“Oh dio, odio l’odio” e Facebook la banna

Il post poetico di una nostra lettrice rimosso dall’amministrazione del social network, perché portatore di “contenuti violenti”. Ennesimo esempio della “artificial stupidity” degli algoritmi che governano il web


FIRENZE- E’ successo nei giorni scorsi a una nostra lettrice del Mugello, che si è vista cancellare “d’ufficio” dall’amministrazione di Facebook un post che aveva appena pubblicato sul proprio profilo personale. Il contenuto contestato? Una sorta di commento poetico sui recenti fatti di cronaca italiana, per invitare alla tolleranza e al rispetto reciproco. Per dare un’idea eccone uno stralcio conclusivo: “Odio e piango a casa, quando vedo quello che succede tutti i giorni in mare, in strada, dappertutto. Odio, amo e mi tormento, scrivevano gli antichi. L'odio mi fa cosi paura. Cerco sempre di scrivere la parola in modi diversi, per toglierle potere. Odio quando l'odio mi pervade. Quanta fatica per riconoscerlo, decostruirlo e trasformarlo. Odio. Oddio. Oh Dio”.

A quanto racconta la lettrice a Nove da Firenze, di professione operatrice sociale e attiva da molti anni nel settore dell’integrazione, il post deve essere stato segnalato da qualcuno all’amministrazione di Facebook, perché contente un messaggio che incita all’odio.
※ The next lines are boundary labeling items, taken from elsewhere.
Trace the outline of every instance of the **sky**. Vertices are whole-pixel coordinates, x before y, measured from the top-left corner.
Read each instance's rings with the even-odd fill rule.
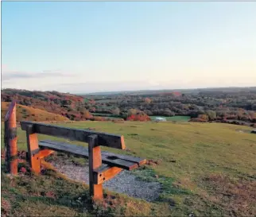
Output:
[[[2,2],[2,88],[256,86],[256,2]]]

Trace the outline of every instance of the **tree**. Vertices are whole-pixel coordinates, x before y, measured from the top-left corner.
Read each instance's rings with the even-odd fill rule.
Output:
[[[128,110],[128,116],[130,116],[132,114],[136,114],[137,110],[136,109],[130,109]]]
[[[119,115],[120,114],[120,110],[118,107],[112,109],[111,112],[114,115]]]
[[[211,121],[215,120],[217,118],[216,112],[211,110],[208,110],[206,114],[209,117]]]
[[[149,104],[152,102],[152,100],[149,98],[148,98],[148,97],[147,98],[145,98],[144,101],[147,104]]]

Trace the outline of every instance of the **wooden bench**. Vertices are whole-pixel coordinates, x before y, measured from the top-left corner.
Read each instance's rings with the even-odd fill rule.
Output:
[[[139,157],[101,152],[100,145],[125,149],[123,136],[34,122],[21,122],[21,126],[22,130],[26,131],[29,165],[37,174],[41,173],[41,161],[55,151],[89,159],[90,196],[93,200],[103,199],[103,182],[113,178],[122,169],[132,170],[146,162],[145,159]],[[88,147],[51,140],[38,141],[37,134],[87,142]]]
Ma questo non deve sorprendere: ci sarà ogni genere di buontempone e perditempo tra i 25/30 milioni di italiani che si affacciano tutti i giorni sul maggior social network mondiale.

La cosa sorprendente è che l’algoritmo di Facebook, uno dei software che vorrebbe rappresentare il modello della AI, abbia dato retta a queste strampalate segnalazioni, chissà mai da chi inviate, se individuo in carne ed ossa, oppure bot sovranista-putiniano. Evidentemente incapace di procedere a una analisi semantica del testo per comprendere che la ricorrenza del termine “odio” non incita assolutamente ai cattivi sentimenti, ma al contrario all’amore per il prossimo.
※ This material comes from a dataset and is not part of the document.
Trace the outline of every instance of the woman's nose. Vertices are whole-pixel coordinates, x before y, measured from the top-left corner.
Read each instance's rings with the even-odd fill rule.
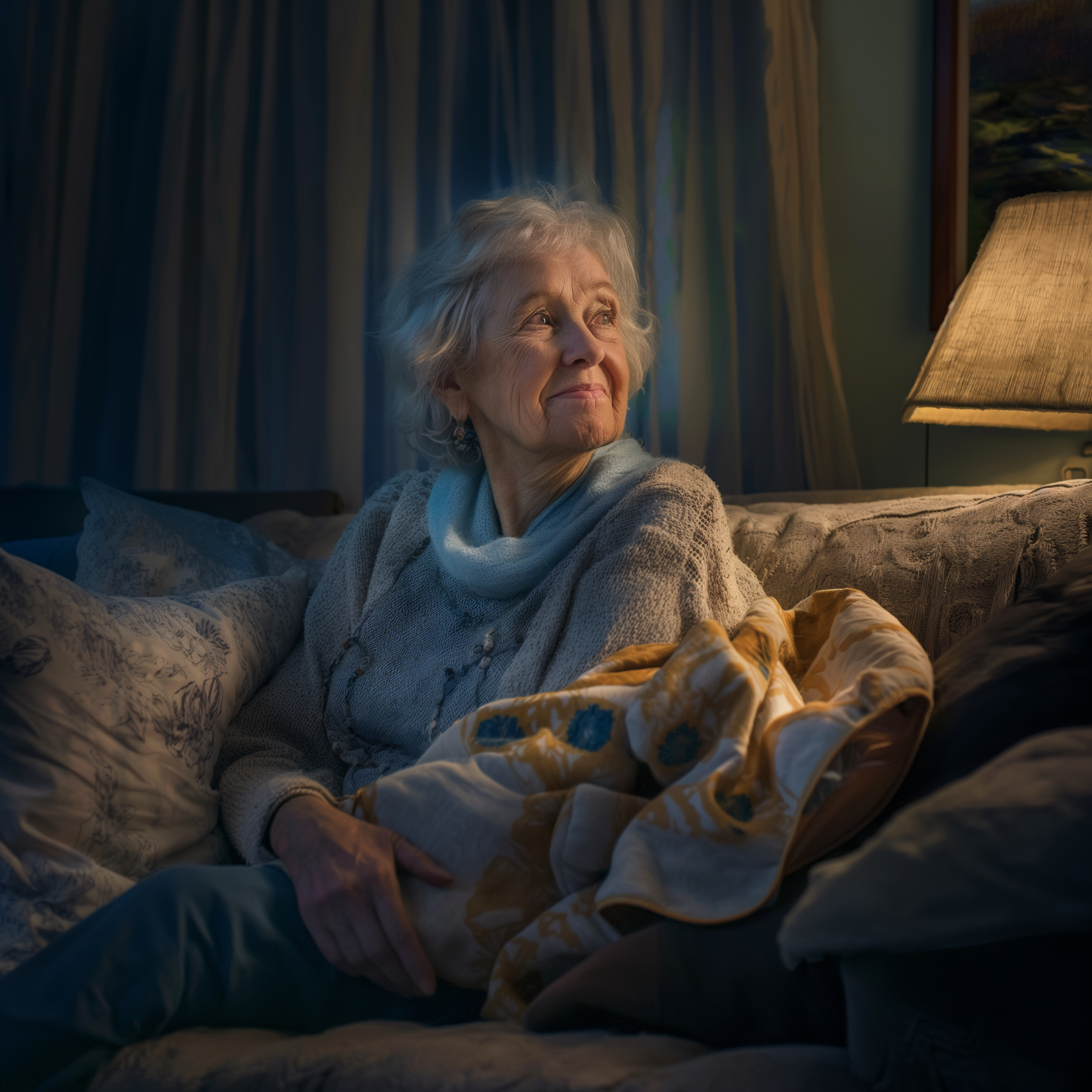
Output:
[[[602,364],[606,351],[583,320],[569,322],[562,335],[561,364],[566,367]]]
Sta di fatto che il poetico post è stato rimosso dalla bacheca della malcapitata, che ha ricevuto anche un messaggio di invito a fare maggiore attenzione a non urtare la sensibilità degli utenti di Facebook. E solo grazie ai suoi amici, che avevano ricondiviso il post nelle loro bacheche, la nostra lettrice è stata in grado di ricostruirne il contenuto, per tornare a pubblicarlo sulla propria.

Atteso lieto-fine per la piccola vicenda, ma ennesimo campanello di allarme per chi continua a credere che i social network come Facebook possano costituire uno spazio di dibattito pubblico di qualche utilità per la discussione politica e per lo sviluppo della democrazia in Italia. Con buona pace dei soliti cantori delle "magnifiche sorti e progressive" di Internet, incapaci di accorgersi della brutta china che ha preso il web, in particolare i social, vittima di una sindrome da artificial stupidity, che è impossibile negare.